Embeddings don’t give that kind of result unless you crank the vector count up to absurd numbers, but then it starts requiring a lot more training data than dreambooth uses
and for reference this is training image
so you can get the same results but just longer training?
I haven’t tried training a high precision embedding yet, so I couldn’t say
so far I have trained me and mates on a lot of models, the openmidjourney being one of my favs... thats the main downside I seem to have... an embedding may take longer but if the result is the same then thats a one shot deal reagardless of models
Embeddings only work on the model they were trained with
I mean I am here to find out if there is a way to get dreambooth to work for 2.0, but that will mean a few hours training again lol
considering it has never see anyone wearing a burgonet
oh?
Sometimes there’s a little cross-compatibility, but an embedding only usually works on the 1 model
ah I have been using a couple on multiple models... but dont tend to use them often (and with mixed results)
then the only plus to embeddings would appear to be the hard drive space used?
(which tbh is starting to become an issue lol)
That definitely is an advantage
I may have to actually give embeddings a try.... compare the two methods (once its all working for 2.0/when i find how to)
can you combine multiple dreambooth finuted model?
in automatic1111 yes... merge models...but you lose something of both when you do....hard to explain (mainly as i dont understand it)
but you are essentially influencing the first model to a percentage of the second model
personally i find it better to just train the other model the same as you did the first
yeah alright, I can't get to have the model do what I want
think ill just go learn how to draw or smth 😂
its not quite that bad lol
I just use the model i like as the source model and train the same as i did the base model
With weighted average, you dilute each input model.
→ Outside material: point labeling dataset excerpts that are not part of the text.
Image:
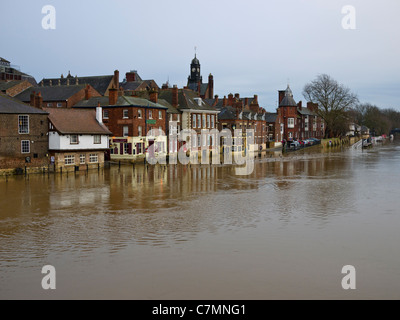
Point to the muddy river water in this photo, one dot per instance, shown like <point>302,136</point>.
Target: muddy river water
<point>201,232</point>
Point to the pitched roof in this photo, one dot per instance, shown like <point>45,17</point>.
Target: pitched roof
<point>56,93</point>
<point>121,101</point>
<point>9,84</point>
<point>13,106</point>
<point>306,112</point>
<point>271,117</point>
<point>99,83</point>
<point>187,99</point>
<point>74,121</point>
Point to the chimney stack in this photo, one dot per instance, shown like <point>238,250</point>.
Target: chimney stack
<point>175,96</point>
<point>38,101</point>
<point>116,79</point>
<point>230,99</point>
<point>99,113</point>
<point>210,86</point>
<point>281,95</point>
<point>113,96</point>
<point>87,92</point>
<point>32,102</point>
<point>154,95</point>
<point>130,76</point>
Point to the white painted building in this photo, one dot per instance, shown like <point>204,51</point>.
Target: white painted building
<point>78,140</point>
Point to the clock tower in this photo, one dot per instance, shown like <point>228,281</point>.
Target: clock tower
<point>195,76</point>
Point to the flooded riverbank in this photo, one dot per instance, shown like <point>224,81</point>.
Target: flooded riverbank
<point>201,232</point>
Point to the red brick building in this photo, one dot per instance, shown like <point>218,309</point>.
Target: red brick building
<point>295,122</point>
<point>23,134</point>
<point>60,96</point>
<point>136,124</point>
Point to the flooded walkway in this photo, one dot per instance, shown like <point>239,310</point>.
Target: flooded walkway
<point>201,232</point>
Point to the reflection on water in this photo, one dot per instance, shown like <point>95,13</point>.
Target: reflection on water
<point>291,214</point>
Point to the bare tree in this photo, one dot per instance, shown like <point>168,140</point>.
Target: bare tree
<point>333,99</point>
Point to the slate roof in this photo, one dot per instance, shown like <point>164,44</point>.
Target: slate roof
<point>306,112</point>
<point>271,117</point>
<point>99,83</point>
<point>121,101</point>
<point>74,121</point>
<point>55,93</point>
<point>13,106</point>
<point>187,99</point>
<point>9,84</point>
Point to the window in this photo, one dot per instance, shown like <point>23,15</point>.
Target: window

With add difference, you keep what is unique about both models, but you lose some of the original
.... There may (probably is) be better ways
Emad? think thats his name, has said better faster tools are coming to finetune 2.0
but coming is an annoying timeframe.... star citizen full release is coming.....
the eventual heat death of the earth is coming
(not sure which of those examples will be first, but you get my point lol)
nice
if you try the same prompt with say the midjourney model, does it work?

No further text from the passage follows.